![]() |
Menakar Capaian 100 Hari Kerja Sujiwo–Sukiryanto |
TANJUNGPURA.ID (KUBU RAYA) – Dalam ilmu politik dan administrasi publik, ada adagium klasik yang berbunyi: _”Good governance is not about ruling from above, but serving from within.”_ Prinsip ini menjadi semakin relevan dalam konteks pemerintahan daerah di Indonesia yang kini menuntut pemimpin untuk tidak hanya memerintah, tetapi hadir dan melayani secara langsung. Salah satu contoh kepemimpinan yang merepresentasikan prinsip tersebut secara nyata adalah pasangan Sujiwo dan Sukiryanto, Bupati dan Wakil Bupati Kubu Raya.

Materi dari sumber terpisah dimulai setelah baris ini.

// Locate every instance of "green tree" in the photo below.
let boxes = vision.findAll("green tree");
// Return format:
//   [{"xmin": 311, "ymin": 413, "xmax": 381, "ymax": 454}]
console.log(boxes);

Kabupaten Kubu Raya yang dahulu identik sebagai daerah penyangga Kota Pontianak dengan keterbatasan infrastruktur dan akses pelayanan publik, kini menjelma menjadi salah satu kabupaten yang progresif di Kalimantan Barat. Di bawah kepemimpinan Sujiwo–Sukiryanto, Kubu Raya mengalami perubahan signifikan dalam aspek pembangunan fisik, pelayanan publik, pemberdayaan ekonomi, hingga pembangunan ruang sosial budaya masyarakat.
ADVERTISEMENT
SCROLL TO RESUME CONTENT
Kepemimpinan Visioner dan Transformasional
Dalam teori kepemimpinan transformasional yang dikemukakan oleh James MacGregor Burns (1978) dan dikembangkan lebih lanjut oleh Bernard M. Bass (1985), pemimpin transformasional adalah mereka yang mampu menginspirasi pengikutnya untuk mencapai tujuan bersama, melampaui kepentingan pribadi demi visi yang lebih besar. Salah satu cirinya adalah kemampuan menciptakan perubahan melalui kedekatan dengan masyarakat, integritas, serta semangat melayani.

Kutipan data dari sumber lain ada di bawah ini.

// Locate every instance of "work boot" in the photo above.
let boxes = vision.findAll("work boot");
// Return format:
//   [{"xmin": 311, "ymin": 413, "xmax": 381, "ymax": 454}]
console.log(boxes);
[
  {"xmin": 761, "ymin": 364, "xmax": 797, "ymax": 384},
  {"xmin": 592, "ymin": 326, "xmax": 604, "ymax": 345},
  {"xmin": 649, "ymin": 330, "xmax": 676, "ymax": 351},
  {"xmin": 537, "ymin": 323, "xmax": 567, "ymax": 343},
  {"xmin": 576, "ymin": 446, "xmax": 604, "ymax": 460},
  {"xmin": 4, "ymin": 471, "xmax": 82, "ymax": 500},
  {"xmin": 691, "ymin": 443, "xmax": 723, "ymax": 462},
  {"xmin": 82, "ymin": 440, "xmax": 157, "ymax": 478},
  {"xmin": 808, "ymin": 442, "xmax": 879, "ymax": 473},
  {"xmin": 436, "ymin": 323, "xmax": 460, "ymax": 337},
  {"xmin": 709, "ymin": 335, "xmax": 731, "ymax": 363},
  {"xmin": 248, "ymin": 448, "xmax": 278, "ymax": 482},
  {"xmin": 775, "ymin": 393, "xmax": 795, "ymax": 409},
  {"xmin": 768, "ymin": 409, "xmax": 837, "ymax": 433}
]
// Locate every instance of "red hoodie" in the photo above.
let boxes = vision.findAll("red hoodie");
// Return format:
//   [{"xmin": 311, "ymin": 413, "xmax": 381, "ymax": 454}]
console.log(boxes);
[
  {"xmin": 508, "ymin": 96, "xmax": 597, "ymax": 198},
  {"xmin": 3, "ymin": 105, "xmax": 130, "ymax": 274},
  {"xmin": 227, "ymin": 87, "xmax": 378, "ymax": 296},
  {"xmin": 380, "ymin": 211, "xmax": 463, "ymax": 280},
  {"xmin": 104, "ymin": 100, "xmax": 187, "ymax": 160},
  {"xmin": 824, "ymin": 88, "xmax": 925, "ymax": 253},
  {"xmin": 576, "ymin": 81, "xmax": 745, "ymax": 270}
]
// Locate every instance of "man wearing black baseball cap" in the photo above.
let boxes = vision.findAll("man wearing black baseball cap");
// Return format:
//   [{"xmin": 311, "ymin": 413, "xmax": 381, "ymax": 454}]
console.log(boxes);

Sujiwo–Sukiryanto menunjukkan ciri-ciri ini melalui berbagai langkah nyata. Mereka tidak memposisikan diri sebagai elite yang berjarak dari rakyat, melainkan hadir secara langsung di tengah masyarakat.
Melalui kegiatan sidak rutin ke tempat-tempat pelayanan publik, Kantor Dinas, Puskesmas untuk memastikan bahwa pelayanan terhadap kebutuhan masyarakat terfasilitasi dengan baik. Selain itu kunjungan ke desa-desa, serta keterlibatan aktif dalam kegiatan masyarakat, mereka membangun komunikasi dua arah yang hidup dan bermakna. Dengan cara ini, mereka bukan hanya menjadi pemimpin yang administrator, tetapi juga menjadi pemimpin yang engage dan inspiratif.

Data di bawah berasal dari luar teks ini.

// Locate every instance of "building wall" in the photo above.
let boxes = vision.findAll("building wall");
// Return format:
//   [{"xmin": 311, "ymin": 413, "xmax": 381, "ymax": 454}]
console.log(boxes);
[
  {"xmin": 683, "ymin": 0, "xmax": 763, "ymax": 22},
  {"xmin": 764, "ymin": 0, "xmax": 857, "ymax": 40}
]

Jika dilihat progres ketercapaian kinerja 100 hari lebih kinerja Sujiwo-Sukiryanto dalam memimpin Kubu Raya, maka Salah satu capaian yang patut dicatat adalah reformasi dalam sistem pelayanan publik.
Konsep _Good Governance menurut United Nations Development Programme_ (UNDP) mencakup partisipasi, akuntabilitas, transparansi, responsivitas, efektivitas, dan keadilan. Pelayanan publik yang dulunya lambat dan berbelit-belit kini direformasi menjadi sistem yang lebih cepat, transparan, dan efisien, melalui penerapan sistem pelayanan satu pintu dan digitalisasi administrasi.
Langkah ini memperlihatkan bahwa pemerintah daerah tidak lagi memposisikan masyarakat sebagai pihak yang “meminta”, tetapi sebagai mitra pelayanan. Ini adalah pergeseran paradigma dari _power-oriented governance menjadi service-oriented governance,_ yang menurut Dwight Waldo (1948), merupakan esensi dari administrasi publik modern.
Pada sektor Infrastruktur untuk Keadilan Sosial khususnya di bidang pembangunan fisik. Kabupaten Kubu Raya di masa 100 hari lebih kerja, kepemimpinan mereka berhasil melakukam percepatan pembangunan di berbagai proyek infrastruktur dasar seperti jalan, jembatan, dan saluran irigasi, terutama di wilayah-wilayah pedalaman yang selama ini terpinggirkan.
Progres untuk pelaksanaan pembangunan infrastruktur poros ekonomi menjadi perhatian khusus guna menopang percepatan pembangunan ekonomi masyarakat. Hal yang cukup menjadi perhatian adalah inisiasi dalam menyatukan jalur transportasi di Kubu Raya dengan Kapal Ferry/Penyeberangan untuk beberapa kecamatan yang terpisah sungai.
Ini sejalan dengan teori Amartya Sen (1999) dalam bukunya _Development as Freedom,_ yang menekankan bahwa pembangunan bukan sekadar pertumbuhan ekonomi, tetapi pelepasan warga dari belenggu keterbatasan akses, ketidaksetaraan, dan ketidakadilan.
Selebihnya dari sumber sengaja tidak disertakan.